'ghost' attributes showing up in XML source

Having trouble installing Oxygen? Got a bug to report? Post it all here.
TPulhamus
Posts: 7
Joined: Fri May 14, 2010 1:34 am

'ghost' attributes showing up in XML source

Post by TPulhamus »

I've run into a problem using 11.2. I'm using it to work with EAD encoded documents though I'm not making use of the framework. I was running a transform to strip out empty text nodes when I noticed that there were attributes present in the results that weren't present in the source XML. The source document validates under all the engines provided (I've tried this out on both a Windows and Mac OS X install, both current) and validates externally. I even examined the source documents in a hex editor and couldn't find anything amiss. Yet when I look at the source in Oxygen, the attributes not present in the source show up in the attributes pane (though they are grayed out). I can find them via XPath, though they don't show any location. They even show up in the tree view! Strangely enough, if I delete the values in either the tree view or the attribute pane, the empty attributes appear in the source and the document fails to validate.

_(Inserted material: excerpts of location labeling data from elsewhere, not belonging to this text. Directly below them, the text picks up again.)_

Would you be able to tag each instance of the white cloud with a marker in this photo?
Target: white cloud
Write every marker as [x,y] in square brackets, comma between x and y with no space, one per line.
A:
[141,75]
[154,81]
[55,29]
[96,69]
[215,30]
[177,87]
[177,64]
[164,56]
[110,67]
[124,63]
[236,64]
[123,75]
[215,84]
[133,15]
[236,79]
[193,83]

The same problem with the same attributes (era and calendar on date and unitdate, both set to their default values, linktype on title (very strange in itself) elements) happens with any EAD document I load in Oxygen. More strangely, I had the same issue crop up when running the transform externally via Kernow (which has Saxon 9.1.0.3 I think). I set the explain flag to check out the transform and it also found the same attributes in the source as it parsed it out. I replaced the EAD.dtd I was using, downloading new copies from the LOC. But that didn't make a difference. I would think it might be some Java issue but for the fact that the windows install is running the VM included in the download while on the mac it's running on the latest and greatest, so to speak. The version of Oxygen on windows was an upgrade from 10.3, which didn't have this issue as far as I noticed. And that it happened there only now brought it to light here on the Mac. I'm really at a loss to understand what's going on here and how this information can be showing up in the source though it isn't present in its byte code.

Any help would be appreciated. Thanks in advance. And thanks for Oxygen. I've been using it since about 2006 and really appreciate the its diverse and deep capabilities.
adrian
Posts: 2855
Joined: Tue May 17, 2005 4:01 pm

Re: 'ghost' attributes showing up in XML source

Post by adrian »

Hello,

The greyed out attributes that you are seeing in Oxygen are attributes with default values defined in the DTD or schema. This means that even though the attributes aren't explicitly mentioned in the XML file they are inherited from the DTD/schema.

When you delete the value you are actually explicitly setting an empty value for that attribute that overrides the default value(e.g. attribute=""). Depending on the DTD/schema empty values may not be allowed for some attributes so that's why the validation fails.

Don't worry about these attributes they are usually there to specify a default configuration.

Let me know if you need further assistance.

Regards,
Adrian
Adrian Buza
<oXygen/> XML Editor, Schema Editor and XSLT Editor/Debugger
http://www.oxygenxml.com
TPulhamus
Posts: 7
Joined: Fri May 14, 2010 1:34 am

Re: 'ghost' attributes showing up in XML source

Post by TPulhamus »

Hi. Thanks for the fast reply. I think perhaps though I did not make myself clear. I understand that these are the default value for these attributes. But according to the DTD they are optional attributes.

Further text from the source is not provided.